FcRIIA and FcRIIIB Expression Constructs and Transfection into Jurkat T Cells
The oligos 5'-CCTGAATTCCTCCGGATATCTTTGGTGAC-3' and 5'-AGAGGATCCGCTGCCACTGCTCTTATTAC-3' were used to amplify the human FcRIIIB (CD16) cDNA by RT-PCR of human PMN mRNA (24). The resulting product was digested with EcoRI and HindIII and ligated into similarly digested vectors, pBluescript II SK+/–, pRcCMV, and pCEP4 (Invitrogen, San Diego CA). The intactness of the cDNA was verified by DNA sequencing (ABI PRISM Dye Terminator Cycle Sequencing Ready Reaction Kit; Perkin Elmer, Foster City, CA). The FcRIIIB/CD7 construct was made by ligating a HindIII/MluI fragment of the CD16/CD7/syk construct (kindly provided by Dr. Brian Seed, Harvard Medical School, Boston, MA; (20) and a MluI/NotI adaptor (annealed oligonuclotides 5'-CGCGTTAATAGATCGATGC-3' and 5'-GGCCGCATCGATCTATTAA-3' [stop codons underlined]) into HindIII/NotI-digested pRcCMV. This construct encodes the FcRIIIB extracellular domain joined with a CD7 transmembrane domain. The cDNA was verified by DNA sequencing. The cDNAs encoding FcRIIA and FcRIIA with both ITAM tyrosines in the cytoplasmic tail mutated to phenylalanine were prepared as described (7, 27) and cloned into pRcCMV and pCEP4.

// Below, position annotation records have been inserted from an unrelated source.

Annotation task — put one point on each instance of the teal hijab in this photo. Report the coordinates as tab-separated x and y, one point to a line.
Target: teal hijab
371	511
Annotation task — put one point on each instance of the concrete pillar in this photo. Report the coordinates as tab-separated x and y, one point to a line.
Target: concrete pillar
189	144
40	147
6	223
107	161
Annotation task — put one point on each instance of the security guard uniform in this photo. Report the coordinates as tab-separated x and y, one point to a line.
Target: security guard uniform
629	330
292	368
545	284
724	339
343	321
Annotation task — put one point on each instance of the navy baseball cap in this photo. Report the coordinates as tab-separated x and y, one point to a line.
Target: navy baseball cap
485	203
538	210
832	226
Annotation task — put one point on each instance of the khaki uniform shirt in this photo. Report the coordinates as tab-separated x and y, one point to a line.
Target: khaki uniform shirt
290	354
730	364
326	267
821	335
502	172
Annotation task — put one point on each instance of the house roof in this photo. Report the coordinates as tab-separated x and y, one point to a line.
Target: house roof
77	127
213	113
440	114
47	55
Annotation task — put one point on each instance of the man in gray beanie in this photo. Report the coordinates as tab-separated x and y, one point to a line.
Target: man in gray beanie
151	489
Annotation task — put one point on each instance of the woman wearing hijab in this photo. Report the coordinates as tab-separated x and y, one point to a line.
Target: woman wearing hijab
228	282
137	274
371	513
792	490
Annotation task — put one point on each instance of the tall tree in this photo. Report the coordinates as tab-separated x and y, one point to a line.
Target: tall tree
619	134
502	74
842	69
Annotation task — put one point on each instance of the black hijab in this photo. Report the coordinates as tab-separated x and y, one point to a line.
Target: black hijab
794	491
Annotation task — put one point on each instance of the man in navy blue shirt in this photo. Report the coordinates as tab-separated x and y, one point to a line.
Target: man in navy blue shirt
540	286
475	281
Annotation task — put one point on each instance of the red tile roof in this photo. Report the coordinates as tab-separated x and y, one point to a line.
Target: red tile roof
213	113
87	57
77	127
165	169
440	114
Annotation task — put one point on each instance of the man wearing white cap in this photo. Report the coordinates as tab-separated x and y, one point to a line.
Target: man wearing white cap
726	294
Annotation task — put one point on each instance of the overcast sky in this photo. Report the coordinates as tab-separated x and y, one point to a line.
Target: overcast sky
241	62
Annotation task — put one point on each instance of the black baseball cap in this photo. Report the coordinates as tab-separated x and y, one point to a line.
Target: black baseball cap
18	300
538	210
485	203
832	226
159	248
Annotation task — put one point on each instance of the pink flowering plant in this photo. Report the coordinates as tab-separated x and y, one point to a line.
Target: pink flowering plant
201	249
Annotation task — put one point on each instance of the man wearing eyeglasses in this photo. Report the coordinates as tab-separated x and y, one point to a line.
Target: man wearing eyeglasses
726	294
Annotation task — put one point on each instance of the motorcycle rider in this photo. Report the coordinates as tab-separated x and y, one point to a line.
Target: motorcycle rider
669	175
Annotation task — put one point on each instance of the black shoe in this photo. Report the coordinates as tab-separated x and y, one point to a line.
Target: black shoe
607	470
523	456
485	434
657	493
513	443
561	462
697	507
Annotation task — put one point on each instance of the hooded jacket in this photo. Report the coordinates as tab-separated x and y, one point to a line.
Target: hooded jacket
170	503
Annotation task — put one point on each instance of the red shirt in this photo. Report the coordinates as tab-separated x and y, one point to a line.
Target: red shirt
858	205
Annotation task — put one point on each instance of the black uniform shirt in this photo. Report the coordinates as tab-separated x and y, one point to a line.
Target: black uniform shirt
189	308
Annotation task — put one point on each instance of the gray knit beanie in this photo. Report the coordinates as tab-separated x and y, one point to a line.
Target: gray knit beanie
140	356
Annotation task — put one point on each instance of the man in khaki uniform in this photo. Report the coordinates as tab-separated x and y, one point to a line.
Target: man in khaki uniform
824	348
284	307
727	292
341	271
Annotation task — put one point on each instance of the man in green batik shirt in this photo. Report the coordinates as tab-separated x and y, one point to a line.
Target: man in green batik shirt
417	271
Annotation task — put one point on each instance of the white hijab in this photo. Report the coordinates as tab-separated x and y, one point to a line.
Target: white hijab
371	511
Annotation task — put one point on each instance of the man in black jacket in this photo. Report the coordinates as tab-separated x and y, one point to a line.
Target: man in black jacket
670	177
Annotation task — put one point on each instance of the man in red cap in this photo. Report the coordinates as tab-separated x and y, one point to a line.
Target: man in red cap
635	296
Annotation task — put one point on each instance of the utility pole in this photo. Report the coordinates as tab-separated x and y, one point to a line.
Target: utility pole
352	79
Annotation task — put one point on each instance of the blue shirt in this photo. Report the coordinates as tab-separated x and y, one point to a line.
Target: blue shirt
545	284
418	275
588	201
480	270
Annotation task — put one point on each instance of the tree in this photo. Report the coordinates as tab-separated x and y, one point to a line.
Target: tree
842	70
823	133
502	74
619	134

The resulting plasmids were introduced into clones of Jurkat T cells by electroporation. Cells (10⁷) in 400 µl HEBS (25 mM Hepes, pH 7.05, 140 mM NaCl, 750 mM Na₂HPO₄) and plasmid (30 µg in 100 µl HEBS) were added to a 0.4-mm-gap width cuvette and electroporated at 1,000 µF, 330 v (Electroporator II; Invitrogen). After electroporation, cells were cultured for 36 to 48 h in normal propagation media. Cells were transferred to selective media (propagation media plus 1.4 mg/ml geneticin/G418 [Gibco Laboratories] and/or 600 µg/ml hygromycin B [Boehringer Mannheim, Indianapolis, IN]) and cultured for 2 to 3 wk. High protein-expressing cell populations were selected by fluorescence-activated cell sorting using mAb IV.3 or mAb 3G8. Briefly, cells (10⁶) were resuspended in 50 µl PBS/5% FCS with 1 µg antibody and incubated on ice for 45 min. Cells were washed and then incubated an additional 30 min with F(ab')₂ fragments of goat anti–mouse IgG-FITC (Sigma Chemical Co.). Cells were analyzed on a flow cytometer (Coulter Electronics, Hialeah, FL) or sorted using a fluorescence-activated cell sorter (Becton Dickenson, Palo Alto, CA). All cDNAs were introduced into at least two different Jurkat clones and all experiments yielded equivalent results in all clones.

[Ca²⁺]_i Measurements
Jurkat transfectants were loaded with 3 µM Fura 2-AM (Molecular Probes, Eugene, OR) in RPMI 1640/10% FCS for 40 min in the dark at 37°C. PMN were loaded with 5 µM Fura-2 AM in Hanks Balanced Salt Solution (HBSS; Gibco Laboratories), 1 mM MgCl₂, 1 mM CaCl₂, and 1% vol/vol human serum albumin (HBSS++) for 25 min in the dark at 37°C. Cells (6 x 10⁶) were washed once, resuspended in RPMI 1640/10% FCS or HBSS++ containing the appropriate mAbs, and incubated 30 min on ice. Cells were washed three times and resuspended in 2 ml calcium buffer (25 mM Hepes, pH 7.4, 125 mM NaCl, 5 mM KCl, 1 mM Na₂HPO₄, 1 mg/ml D-glucose, 1 mg/ml BSA, 1 mM CaCl₂, 0.5 mM MgCl₂). Changes in fluorescence, using excitation wavelengths of 340 and 380 nm and the emission wavelength of 510 nm, were measured with a spectrofluorimeter (F-2000; Hitachi Instruments, Danbury, CT) equipped with a thermostatic cuvette holder maintained at 37°C. Cells were warmed to 37°C for 5 min and added to the cuvette; then 10 µl mouse F(ab') specific goat F(ab')₂ fragments were added. Intracellular calcium concentrations were calculated as described (36).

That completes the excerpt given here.